For his part, Erdogan said Afrin was merely a “comma” in Turkey’s battle against Kurdish militants. “We will now add the full stop, God willing … We will now continue to Manbij, Ain el-Arab, Tal Abyad Ras al-Ain and Qamishli until the terrorist corridor is gone,” he said, adding that Turkey was prepared to go into Northern Iraq’s Shinjar region, where PKK fighters are based.
Meanwhile, Israel  is a bit concerned about Turkey adjusting their southern border. From the uber-translators at MEMRI, March 7:

Turkish Newspaper Close To President Erdogan Calls To Form Joint Islamic Army To Fight Israel
On December 12, 2017, ahead of the summit of the Organization of Islamic Cooperation (OIC) in Istanbul,  the Turkish daily Yeni Şafak, which is close to President Recep Tayyip Erdoğan and his ruling AKP party, published an article  titled "A Call for Urgent Action,"[1] which also appeared on the paper's website under the title “What If an Army of Islam Was Formed against Israel?"[2] The article called on the 57 member states of the OIC to form a joint "Army of Islam" to besiege and attack the state of Israel. It notes that such a joint army will greatly exceed the Israeli army in manpower, equipment and budget, and presents statistics to prove this. It also advocates establishing joint bases for the army's ground, air and naval forces that will arrive from all over the Muslim world to besiege Israel, while noting that Pakistan, as the only nuclear country, has "a special status" among the OIC countries. An interactive map provides information on military forces stationed in various locations and the role they can play in the potential joint Muslim attack on Israel.

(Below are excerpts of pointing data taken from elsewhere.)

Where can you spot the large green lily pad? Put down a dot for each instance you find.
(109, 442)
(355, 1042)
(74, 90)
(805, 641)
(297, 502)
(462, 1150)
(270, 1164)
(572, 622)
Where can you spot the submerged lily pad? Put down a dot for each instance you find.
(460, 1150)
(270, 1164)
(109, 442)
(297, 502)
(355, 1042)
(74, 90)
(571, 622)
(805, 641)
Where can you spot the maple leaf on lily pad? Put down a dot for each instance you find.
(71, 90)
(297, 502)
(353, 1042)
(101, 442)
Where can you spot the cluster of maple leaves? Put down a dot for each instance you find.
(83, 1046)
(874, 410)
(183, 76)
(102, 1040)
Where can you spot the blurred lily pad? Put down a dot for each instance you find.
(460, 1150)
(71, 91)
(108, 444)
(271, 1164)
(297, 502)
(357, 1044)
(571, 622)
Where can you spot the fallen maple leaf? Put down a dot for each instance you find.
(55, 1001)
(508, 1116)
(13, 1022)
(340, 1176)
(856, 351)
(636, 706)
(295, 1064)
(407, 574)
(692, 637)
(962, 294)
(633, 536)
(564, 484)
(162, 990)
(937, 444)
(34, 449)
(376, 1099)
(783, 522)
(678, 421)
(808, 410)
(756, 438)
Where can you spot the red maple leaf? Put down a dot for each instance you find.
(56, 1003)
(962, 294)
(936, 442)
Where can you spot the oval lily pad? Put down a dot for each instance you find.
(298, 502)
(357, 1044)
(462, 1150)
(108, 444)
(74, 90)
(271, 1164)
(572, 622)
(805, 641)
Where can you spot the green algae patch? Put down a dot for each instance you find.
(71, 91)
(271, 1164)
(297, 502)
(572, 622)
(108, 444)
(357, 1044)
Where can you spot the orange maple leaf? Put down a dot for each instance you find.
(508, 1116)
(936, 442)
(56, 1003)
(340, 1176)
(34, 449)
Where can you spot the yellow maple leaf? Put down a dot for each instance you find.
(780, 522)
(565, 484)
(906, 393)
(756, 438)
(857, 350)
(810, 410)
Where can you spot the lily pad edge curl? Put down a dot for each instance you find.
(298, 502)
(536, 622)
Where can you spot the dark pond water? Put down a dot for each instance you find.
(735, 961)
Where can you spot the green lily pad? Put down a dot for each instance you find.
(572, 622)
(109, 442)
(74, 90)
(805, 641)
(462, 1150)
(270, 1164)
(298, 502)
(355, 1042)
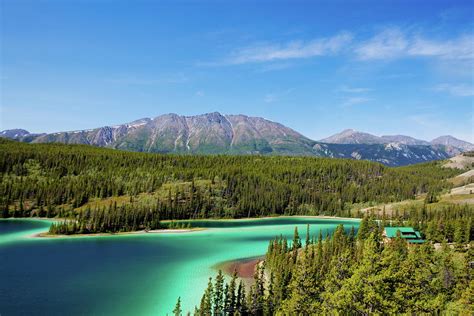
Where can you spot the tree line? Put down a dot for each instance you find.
(349, 273)
(57, 180)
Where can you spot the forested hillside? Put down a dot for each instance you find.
(350, 273)
(109, 190)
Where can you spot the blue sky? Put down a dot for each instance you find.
(384, 67)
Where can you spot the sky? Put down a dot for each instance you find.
(383, 67)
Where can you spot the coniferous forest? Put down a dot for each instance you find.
(103, 190)
(348, 273)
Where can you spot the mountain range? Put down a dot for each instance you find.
(214, 133)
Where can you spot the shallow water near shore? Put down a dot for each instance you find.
(128, 274)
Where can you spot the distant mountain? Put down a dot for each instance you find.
(210, 133)
(14, 133)
(402, 139)
(350, 136)
(214, 133)
(453, 143)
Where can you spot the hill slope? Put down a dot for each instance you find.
(214, 133)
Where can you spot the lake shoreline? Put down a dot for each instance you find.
(171, 231)
(245, 267)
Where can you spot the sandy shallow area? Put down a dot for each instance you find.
(245, 268)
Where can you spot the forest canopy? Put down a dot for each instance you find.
(119, 190)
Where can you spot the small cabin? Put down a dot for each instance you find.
(408, 233)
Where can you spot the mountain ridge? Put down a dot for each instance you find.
(214, 133)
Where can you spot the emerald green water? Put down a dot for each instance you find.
(127, 274)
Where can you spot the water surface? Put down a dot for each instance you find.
(127, 274)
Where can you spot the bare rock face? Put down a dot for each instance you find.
(451, 141)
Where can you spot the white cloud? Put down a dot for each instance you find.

The Source Of The Yeni Şafak Article: The SADAT Company Website
The main points of the article are taken from the website of the Turkish SADAT International Defense and Consulting Company, which provides consultancy on defense and warfare, both conventional and unconventional, and on military organization, training and gear. The company has an agenda of promoting pan-Islamic military cooperation. According to its mission statement, it seeks "to establish defense collaboration and defense industry cooperation among Islamic countries, to help the Islamic world take its rightful place among the superpowers by providing... strategic consultancy and training services to the militaries and homeland security forces of Islamic countries."[3]
According to Israeli security sources, the SADAT company is involved in aiding Hamas, and seeks to assist – with funds and military gear – the creation of a "Palestine Army" to fight Israel.[4]

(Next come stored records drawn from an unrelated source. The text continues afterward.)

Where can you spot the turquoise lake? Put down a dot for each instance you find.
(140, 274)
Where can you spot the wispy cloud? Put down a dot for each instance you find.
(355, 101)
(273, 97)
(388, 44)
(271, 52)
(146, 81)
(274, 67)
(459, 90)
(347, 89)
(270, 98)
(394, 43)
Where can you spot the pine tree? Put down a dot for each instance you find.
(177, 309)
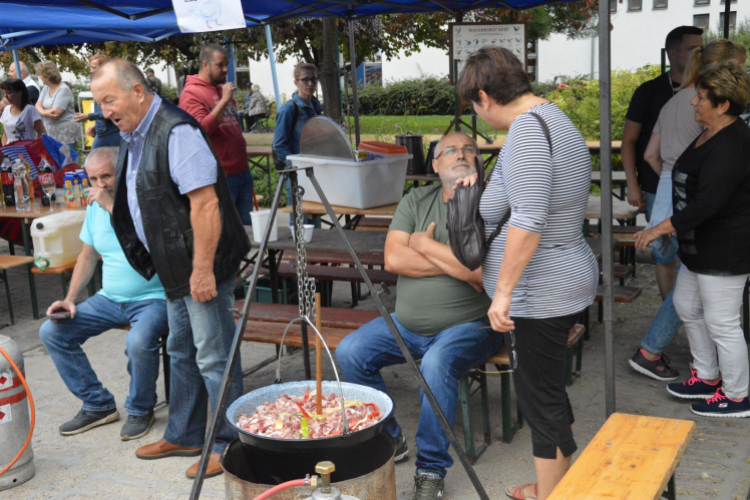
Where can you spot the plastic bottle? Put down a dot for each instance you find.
(6, 175)
(21, 187)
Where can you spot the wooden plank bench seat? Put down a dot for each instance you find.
(11, 262)
(631, 457)
(476, 380)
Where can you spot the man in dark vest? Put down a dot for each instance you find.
(174, 216)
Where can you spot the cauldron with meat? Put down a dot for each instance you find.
(280, 418)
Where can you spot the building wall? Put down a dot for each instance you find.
(637, 37)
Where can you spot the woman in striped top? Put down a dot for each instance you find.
(539, 271)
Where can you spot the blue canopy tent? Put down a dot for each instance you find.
(125, 17)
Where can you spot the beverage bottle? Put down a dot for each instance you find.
(70, 198)
(6, 177)
(47, 182)
(21, 187)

SADAT Founder Adnan Tanrıverdi
The SADAT company was founded by Erdoğan’s senior advisor on military affairs, retired general Adnan Tanrıverdi, and is chaired by his son, Melih Tanrıverdi. Adnan Tanrıverdi (b. 1944) served in the Turkish army's Artillery Corps and headed the Home Front Command in northern Cyprus.  He is an expert on assymetric warfare, and was dismissed from the Turkish military in 1996 for his Islamists leadnings. A former Turkish army officer, Ahmet Yavuz, described him as "an enemy of Atatürk" and stated that his dismissal from the army was not surprising.[5]....

Fortunately for the Israelis, Erdogan's purge of the military seriously degraded Turkey's offensive capability vs. a state vs against the Kurds.